A woman nearby, Santi, came over to introduce herself and talk with us through a translator. She then rushed home and came back with a tool for me to use.

It was a tool that she used every day in the fields. It was part of her livelihood, and she handed it to me.

I was honored and yet, I felt like a fool. I started to use it and quickly realized that I had no idea how. I failed to move much dirt, and when I looked up at her, she smiled.

In that moment, it was almost as if she let go of any reservations she had about me.  She fetched another tool of the same kind and began working right next to me, kindly showing me how it was done.

Sometimes love is recognizing a need and reaching out to help fill it, regardless of your own inhibitions.

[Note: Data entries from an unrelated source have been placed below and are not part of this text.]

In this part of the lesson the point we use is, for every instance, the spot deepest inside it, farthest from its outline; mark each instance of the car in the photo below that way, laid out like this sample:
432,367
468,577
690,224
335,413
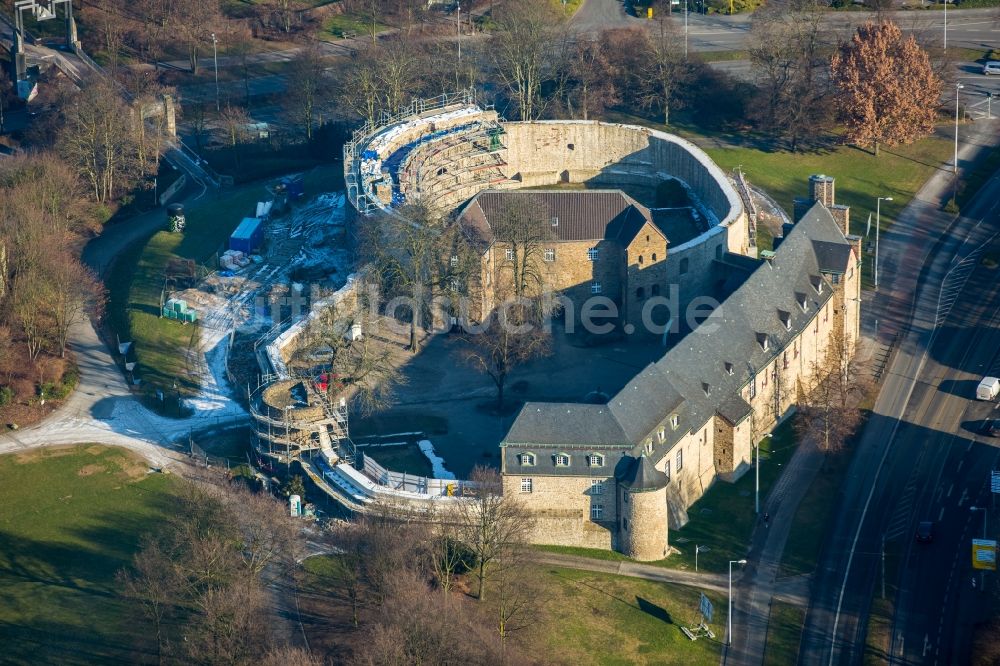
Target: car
925,531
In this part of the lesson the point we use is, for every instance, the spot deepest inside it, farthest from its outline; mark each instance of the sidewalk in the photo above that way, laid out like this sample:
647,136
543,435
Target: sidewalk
714,582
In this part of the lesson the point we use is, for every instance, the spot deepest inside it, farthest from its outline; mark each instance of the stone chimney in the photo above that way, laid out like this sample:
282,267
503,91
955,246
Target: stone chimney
821,189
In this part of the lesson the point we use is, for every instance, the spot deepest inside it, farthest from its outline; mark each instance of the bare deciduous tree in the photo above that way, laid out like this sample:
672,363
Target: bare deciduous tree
887,92
493,525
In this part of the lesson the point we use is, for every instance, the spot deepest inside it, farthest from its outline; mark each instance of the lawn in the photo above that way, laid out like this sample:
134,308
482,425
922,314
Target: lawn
861,177
784,633
812,518
606,619
70,518
344,25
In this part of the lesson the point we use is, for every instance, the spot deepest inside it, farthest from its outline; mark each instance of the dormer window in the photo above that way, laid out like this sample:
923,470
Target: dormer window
801,299
817,283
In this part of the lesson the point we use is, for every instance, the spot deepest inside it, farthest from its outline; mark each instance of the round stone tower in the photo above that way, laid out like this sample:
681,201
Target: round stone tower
642,532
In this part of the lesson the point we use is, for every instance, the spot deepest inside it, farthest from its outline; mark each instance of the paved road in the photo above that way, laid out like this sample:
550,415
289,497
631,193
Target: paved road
922,252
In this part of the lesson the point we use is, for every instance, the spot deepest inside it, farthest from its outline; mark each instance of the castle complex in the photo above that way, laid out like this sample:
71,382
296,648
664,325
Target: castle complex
616,475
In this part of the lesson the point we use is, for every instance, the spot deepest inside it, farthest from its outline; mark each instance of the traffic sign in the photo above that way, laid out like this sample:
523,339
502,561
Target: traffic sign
706,608
984,554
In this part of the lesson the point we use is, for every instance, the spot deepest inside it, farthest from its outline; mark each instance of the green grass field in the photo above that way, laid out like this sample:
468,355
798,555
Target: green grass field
784,633
605,619
70,518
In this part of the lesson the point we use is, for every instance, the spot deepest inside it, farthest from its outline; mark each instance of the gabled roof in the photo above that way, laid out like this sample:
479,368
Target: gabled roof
582,215
723,353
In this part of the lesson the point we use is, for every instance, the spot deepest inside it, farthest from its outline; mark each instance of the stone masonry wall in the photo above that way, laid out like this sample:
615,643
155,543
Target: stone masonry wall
561,509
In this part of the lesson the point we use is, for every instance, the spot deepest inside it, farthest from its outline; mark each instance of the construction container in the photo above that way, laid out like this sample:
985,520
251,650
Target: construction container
175,217
248,235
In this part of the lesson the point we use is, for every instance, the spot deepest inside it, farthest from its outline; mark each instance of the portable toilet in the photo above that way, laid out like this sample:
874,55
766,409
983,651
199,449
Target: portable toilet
247,236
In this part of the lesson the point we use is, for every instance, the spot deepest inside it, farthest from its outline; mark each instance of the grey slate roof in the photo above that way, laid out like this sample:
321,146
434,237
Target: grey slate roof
639,474
583,215
677,382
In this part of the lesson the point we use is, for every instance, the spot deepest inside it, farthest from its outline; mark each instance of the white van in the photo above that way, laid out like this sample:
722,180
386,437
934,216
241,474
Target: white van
988,388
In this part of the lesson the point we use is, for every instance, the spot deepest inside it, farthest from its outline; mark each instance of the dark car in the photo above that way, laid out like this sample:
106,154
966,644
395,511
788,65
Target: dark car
925,531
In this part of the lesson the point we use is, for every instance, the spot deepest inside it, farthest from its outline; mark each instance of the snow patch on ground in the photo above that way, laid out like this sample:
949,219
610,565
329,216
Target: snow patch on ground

I’ll never forget that moment. More villagers joined in to help us fill in the trench. We all laughed and joked around while working together, and before we knew it, the trench was full.

Every day after that, I would see Santi, whether it was for a short "hello" or to show me how to make rice wine.

Even though we had come to help bring clean water to their village, the warmth and openness of the villagers (including Santi) inspired me. It was so refreshing compared to my home, where people far too often keep their distance from one another and are not always as welcoming to newcomers.

And so, the biggest lesson I learned from this trip had little to do with my own actions and more to do with theirs.

Sometimes love is recognizing a need and reaching out to help fill it, regardless of your own inhibitions. Sometimes it’s letting go of your fears and completely opening yourself up to strangers from the other side of the world.